A Year After Perry's Death, Family Members Speak Out

'There was an inevitability to what was going to happen next to him,' his mother says
By Rob Quinn,  Newser Staff
Posted Oct 28, 2024 7:10 PM CDT
Perry Family Members Speak Out a Year After His Death
A makeshift memorial for Matthew Perry is seen outside the building shown in exterior shots of the "Friends" on Monday, Oct. 30, 2023, in New York.   (Photo by Charles Sykes/Invision/AP)

A year after Matthew Perry's death, family members are looking back at his life and sharing memories of the Friends star. In an interview with the Today show, mother Suzanne Perry described his death as unavoidable after many years struggling with addiction, NBC News reports. "There was an inevitability to what was going to happen next to him, and he felt it very strongly," she said. She said in the days before he died, she was worried after he told her, "I'm not frightened anymore," per the Hollywood Reporter. "I'm a very lucky woman but there was one glitch, there was one problem: that I couldn't conquer it," she said. "I couldn't help him."

The 54-year-old was found unresponsive in the hot tub of his Los Angeles home. The cause of death was determined to be an overdose of ketamine. Dateline host Keith Morrison, Perry's stepfather, also spoke to Today, as did three of Perry's sisters, Emily, Caitlin, and Madeline Morrison. His sisters remembered how Perry could always make them laugh when they were young. "All he wanted was to love and to be loved," said Emily Morrison. After Perry's death, the family created the Matthew Perry Foundation to help people struggling with addiction. Perry's mother said a year after his death, fans still visit his grave. "They leave really lovely letters to him. Like, 'I felt so sad. You helped me get through my teen years.'"

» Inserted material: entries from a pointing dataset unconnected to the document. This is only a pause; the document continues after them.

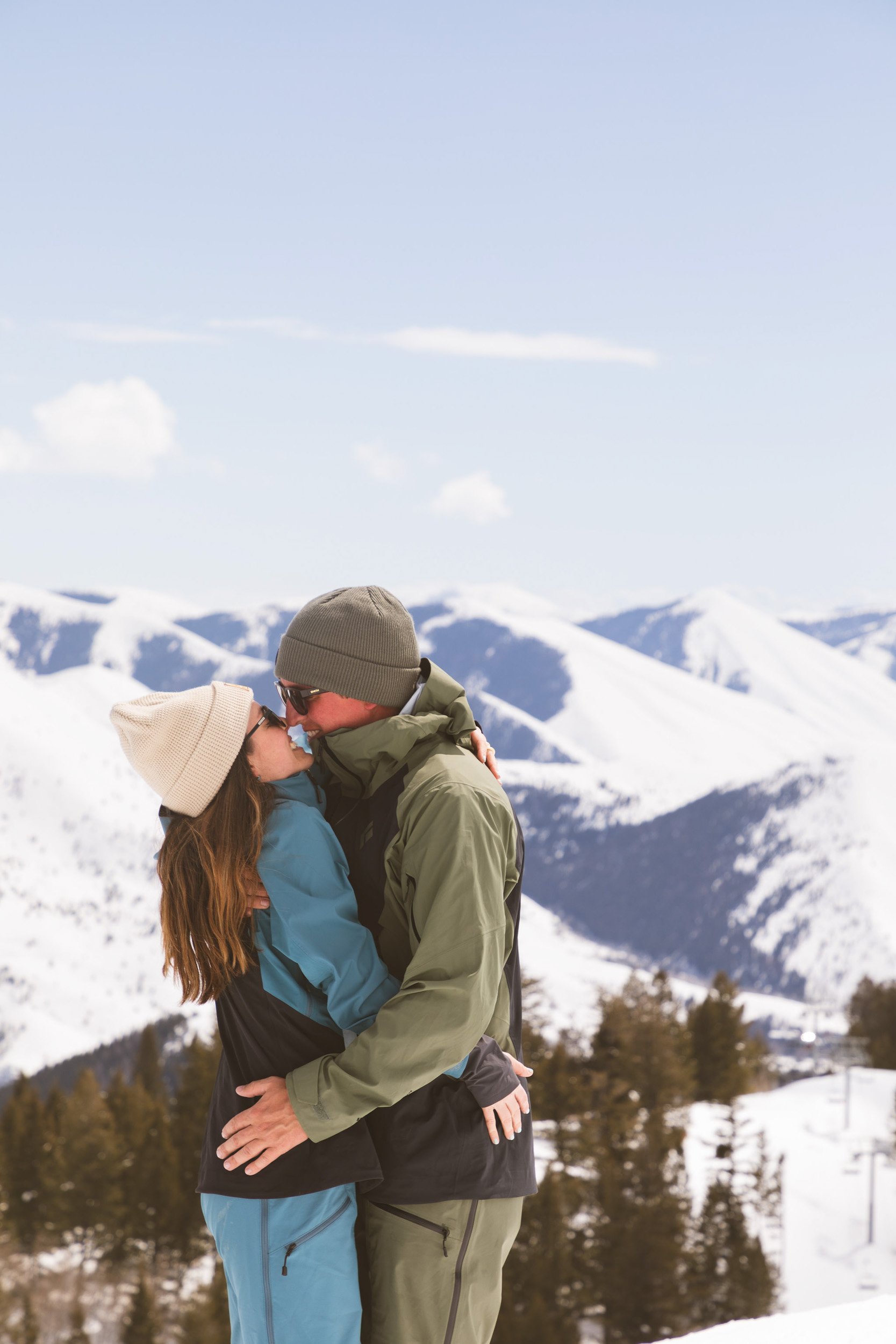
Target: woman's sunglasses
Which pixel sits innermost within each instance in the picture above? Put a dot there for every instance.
(268, 717)
(297, 697)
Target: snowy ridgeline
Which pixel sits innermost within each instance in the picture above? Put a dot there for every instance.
(859, 1323)
(703, 783)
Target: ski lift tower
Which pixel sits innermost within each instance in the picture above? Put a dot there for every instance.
(848, 1053)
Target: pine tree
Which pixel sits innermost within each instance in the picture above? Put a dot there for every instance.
(632, 1140)
(206, 1319)
(147, 1174)
(77, 1332)
(542, 1297)
(55, 1109)
(190, 1112)
(543, 1276)
(141, 1323)
(872, 1017)
(730, 1277)
(148, 1065)
(726, 1057)
(30, 1328)
(25, 1163)
(90, 1154)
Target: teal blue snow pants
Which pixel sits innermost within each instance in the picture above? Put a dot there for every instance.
(291, 1267)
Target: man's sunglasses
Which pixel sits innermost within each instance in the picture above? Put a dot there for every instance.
(297, 697)
(268, 717)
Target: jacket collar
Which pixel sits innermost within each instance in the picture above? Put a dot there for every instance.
(364, 759)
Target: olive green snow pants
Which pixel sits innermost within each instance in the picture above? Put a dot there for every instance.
(436, 1269)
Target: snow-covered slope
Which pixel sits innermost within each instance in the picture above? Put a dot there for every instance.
(870, 636)
(81, 959)
(653, 734)
(825, 1256)
(572, 971)
(665, 812)
(695, 823)
(131, 632)
(856, 1323)
(722, 639)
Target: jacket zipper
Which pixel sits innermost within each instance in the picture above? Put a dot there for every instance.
(458, 1269)
(421, 1222)
(269, 1304)
(321, 1227)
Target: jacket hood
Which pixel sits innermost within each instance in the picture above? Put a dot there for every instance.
(364, 759)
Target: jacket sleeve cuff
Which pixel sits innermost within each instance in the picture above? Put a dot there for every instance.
(489, 1074)
(303, 1088)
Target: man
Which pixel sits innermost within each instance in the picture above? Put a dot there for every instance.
(436, 861)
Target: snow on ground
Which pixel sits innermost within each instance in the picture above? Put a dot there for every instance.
(857, 1323)
(733, 643)
(81, 960)
(827, 1257)
(572, 971)
(653, 732)
(117, 632)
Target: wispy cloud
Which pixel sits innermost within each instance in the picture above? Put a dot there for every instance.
(378, 464)
(547, 347)
(457, 342)
(125, 334)
(476, 498)
(288, 328)
(117, 429)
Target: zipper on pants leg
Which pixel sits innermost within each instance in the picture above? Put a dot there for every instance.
(420, 1222)
(321, 1227)
(458, 1270)
(269, 1302)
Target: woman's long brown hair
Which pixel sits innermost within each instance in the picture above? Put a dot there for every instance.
(205, 864)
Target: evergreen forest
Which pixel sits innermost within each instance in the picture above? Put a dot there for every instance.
(103, 1238)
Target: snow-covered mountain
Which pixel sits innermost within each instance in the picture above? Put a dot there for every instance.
(693, 633)
(81, 959)
(870, 636)
(723, 804)
(822, 1241)
(131, 632)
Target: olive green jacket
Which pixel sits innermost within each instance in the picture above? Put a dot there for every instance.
(434, 854)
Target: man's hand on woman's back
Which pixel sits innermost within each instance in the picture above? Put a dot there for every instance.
(508, 1113)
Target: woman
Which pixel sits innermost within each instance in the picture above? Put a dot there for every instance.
(238, 799)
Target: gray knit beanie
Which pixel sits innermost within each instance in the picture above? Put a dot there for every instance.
(356, 641)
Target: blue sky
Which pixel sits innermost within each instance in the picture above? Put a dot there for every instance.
(277, 287)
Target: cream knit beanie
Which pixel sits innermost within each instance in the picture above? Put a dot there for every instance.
(184, 742)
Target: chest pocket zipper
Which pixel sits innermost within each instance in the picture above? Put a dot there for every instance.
(321, 1227)
(421, 1222)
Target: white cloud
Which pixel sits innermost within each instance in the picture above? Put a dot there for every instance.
(554, 347)
(378, 464)
(476, 498)
(288, 328)
(124, 334)
(547, 347)
(101, 429)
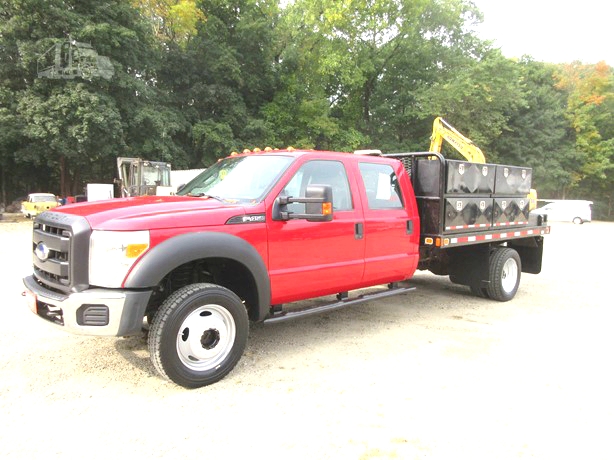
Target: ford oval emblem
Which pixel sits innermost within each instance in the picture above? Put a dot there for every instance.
(42, 251)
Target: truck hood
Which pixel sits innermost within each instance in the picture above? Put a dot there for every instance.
(155, 212)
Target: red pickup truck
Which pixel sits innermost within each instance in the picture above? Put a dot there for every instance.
(258, 231)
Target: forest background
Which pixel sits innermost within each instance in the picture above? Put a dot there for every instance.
(194, 80)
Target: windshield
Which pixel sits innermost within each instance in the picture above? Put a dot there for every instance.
(238, 179)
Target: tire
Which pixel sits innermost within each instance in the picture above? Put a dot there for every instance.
(504, 270)
(198, 335)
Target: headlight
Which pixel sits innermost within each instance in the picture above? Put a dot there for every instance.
(112, 255)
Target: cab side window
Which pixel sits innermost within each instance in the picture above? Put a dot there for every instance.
(382, 186)
(320, 172)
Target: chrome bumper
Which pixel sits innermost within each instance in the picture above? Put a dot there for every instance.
(101, 312)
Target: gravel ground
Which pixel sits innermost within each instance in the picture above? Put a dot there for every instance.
(433, 374)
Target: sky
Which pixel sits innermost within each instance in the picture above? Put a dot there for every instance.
(555, 31)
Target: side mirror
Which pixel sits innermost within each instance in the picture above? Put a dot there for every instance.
(318, 202)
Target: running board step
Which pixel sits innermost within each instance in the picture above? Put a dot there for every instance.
(298, 313)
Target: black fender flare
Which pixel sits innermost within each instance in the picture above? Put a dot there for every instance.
(181, 249)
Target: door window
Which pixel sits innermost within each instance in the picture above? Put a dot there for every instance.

Keith Morrison said he hoped legal action against doctors and other people charged with supplying Perry with ketamine will have an impact. "What I'm hoping, and I think the agencies that got involved in this are hoping, that people who have put themselves in the business of supplying people with the drugs that'll kill them—they are now on notice," he said, per the Reporter. "It doesn't matter what your professional credentials are. You're goin' down, baby." What his stepson taught the world, he said, "is that no amount of money will cure an addict. It needs something else."